- #Does peakhour keep running total of internet usage professional
- #Does peakhour keep running total of internet usage tv
My role is to be a communicator who can take the complex story and deliver it as useful practical information for the audience in a warm, engaging and entertaining manner and always in a tight time frame. While I know a lot about the weather now, I leave the forecasting and analysis of the trends to the real experts who have studied meteorology and climate for years. Over the years, I have never called myself a weather expert. It also gave me an opportunity to travel to some remote parts of the state and meet many of our wonderful viewers face to face and discuss what impact the weather has had on them and hear their weather stories.
#Does peakhour keep running total of internet usage professional
It was a huge professional challenge for me and I am extremely proud of the result. So far we have travelled about 6,000 kilometres and performed nearly 30 shows. Woodward performs in her stage show Weathering Well, with pianist Jake Bristow. It has become an annual event, diving into the animal pens and exhibits, seeing what organised mayhem I can come up with, and the viewers love it. I don't know how it started, but sending weather presenters to wild and crazy locations that frequently have nothing to do with the weather has become a bit of a television staple, and for me no more so than at the Brisbane Ekka. I have gone from standing to sitting to standing and now I walk around my large set and can point to the elements that are making the weather. It's now my job to create the sequence of images that illustrate the weather story for the night. However, my graphics are created by a company that specialises in weather graphics and supplies many broadcasters across the world. The Brisbane art department and graphic artists were gone for a long time but we now have some incredibly talented artists back in the newsroom.
#Does peakhour keep running total of internet usage tv
I am like a rubber band at the end of the show, stretching or contracting as required so that we finish at that magic number.įrom sticking plastic letters on a magnetic board to operating slick graphics on a smart TV screen, Woodward has seen a lot of technological change over her career. I get two and a half minutes for weather, but I have to be flexible. The director would then dissolve to the closer which had music and featured selections of the best pictures from the bulletin. These days we keep talking until the last second and it can be a challenge. It would start playing at 7:29 and we could finish anytime within that last minute. In the early days we had a one-minute closer. Nowadays it's much quieter in the studio, with robotic cameras operated from the control room and any talkback done through an earpiece. Timing is crucial we have to finish at exactly 7:29:59. We had a dedicated sports presenter, and on Friday nights a horse racing specialist who gave tips! It was a friendly atmosphere with lots of jokes and chats when the stories were running. They gave us our cues and kept our timing on track. When I started in 1986, we had two cameramen - yes, they were always men - and a floor manager - frequently a woman - and a floor assistant. There was little to base them on with only one satellite passing a day and none of the supercomputers and sophisticated modelling that is used today available, so I would frequently wake up to unexpected weather and feel slightly guilty about it. I knew our audience relied on it as they were largely farmers and graziers and weather information was vital.Īt that time, the forecasts were not very reliable. So I plodded my way through the notes and tried to make sense of it as best I could.

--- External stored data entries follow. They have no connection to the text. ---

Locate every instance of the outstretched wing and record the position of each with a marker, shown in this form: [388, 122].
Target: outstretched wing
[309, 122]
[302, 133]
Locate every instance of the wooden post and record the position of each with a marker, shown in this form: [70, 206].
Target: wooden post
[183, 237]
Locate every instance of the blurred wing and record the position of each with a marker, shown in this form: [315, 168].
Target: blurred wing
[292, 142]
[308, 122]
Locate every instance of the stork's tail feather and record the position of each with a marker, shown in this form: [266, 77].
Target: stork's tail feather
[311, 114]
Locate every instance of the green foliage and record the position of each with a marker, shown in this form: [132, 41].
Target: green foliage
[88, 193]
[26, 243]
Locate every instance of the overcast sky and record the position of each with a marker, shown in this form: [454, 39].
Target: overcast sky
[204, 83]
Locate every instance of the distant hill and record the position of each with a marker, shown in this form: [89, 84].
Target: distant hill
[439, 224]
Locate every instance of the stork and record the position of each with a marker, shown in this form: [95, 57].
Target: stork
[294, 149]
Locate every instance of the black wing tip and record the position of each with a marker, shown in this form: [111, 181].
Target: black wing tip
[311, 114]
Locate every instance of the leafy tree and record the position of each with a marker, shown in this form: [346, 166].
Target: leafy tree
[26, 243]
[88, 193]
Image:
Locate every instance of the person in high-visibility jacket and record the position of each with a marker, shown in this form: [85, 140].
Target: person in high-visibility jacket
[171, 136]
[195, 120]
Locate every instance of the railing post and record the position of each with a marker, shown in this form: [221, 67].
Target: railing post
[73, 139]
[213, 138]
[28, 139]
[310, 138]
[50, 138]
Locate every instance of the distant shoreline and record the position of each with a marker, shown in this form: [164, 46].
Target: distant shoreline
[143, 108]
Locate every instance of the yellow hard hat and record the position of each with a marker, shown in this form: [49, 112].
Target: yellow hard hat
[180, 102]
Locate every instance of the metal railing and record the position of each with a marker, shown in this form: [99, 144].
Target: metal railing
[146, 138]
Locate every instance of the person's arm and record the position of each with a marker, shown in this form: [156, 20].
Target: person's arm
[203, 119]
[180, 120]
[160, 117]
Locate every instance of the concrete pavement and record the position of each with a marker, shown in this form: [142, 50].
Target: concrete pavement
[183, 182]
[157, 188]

Very little made sense to me troughs, fronts, highs, lows, isobars, millibars, barometric pressure - what the hell were they? I had no idea and there was no handy Google to sort it out.

As for a briefing, it was supplied via a document called Notes on the Chart. My background was in acting and such was my weather presenter training, that all I knew was if the lines crossed, then something had gone horribly wrong and I would have to start again. There, a telex machine would rattle off a list of map coordinates and I would carefully plot them on the officially supplied graph paper. Woodward began presenting the weather in 1975 in Toowoomba.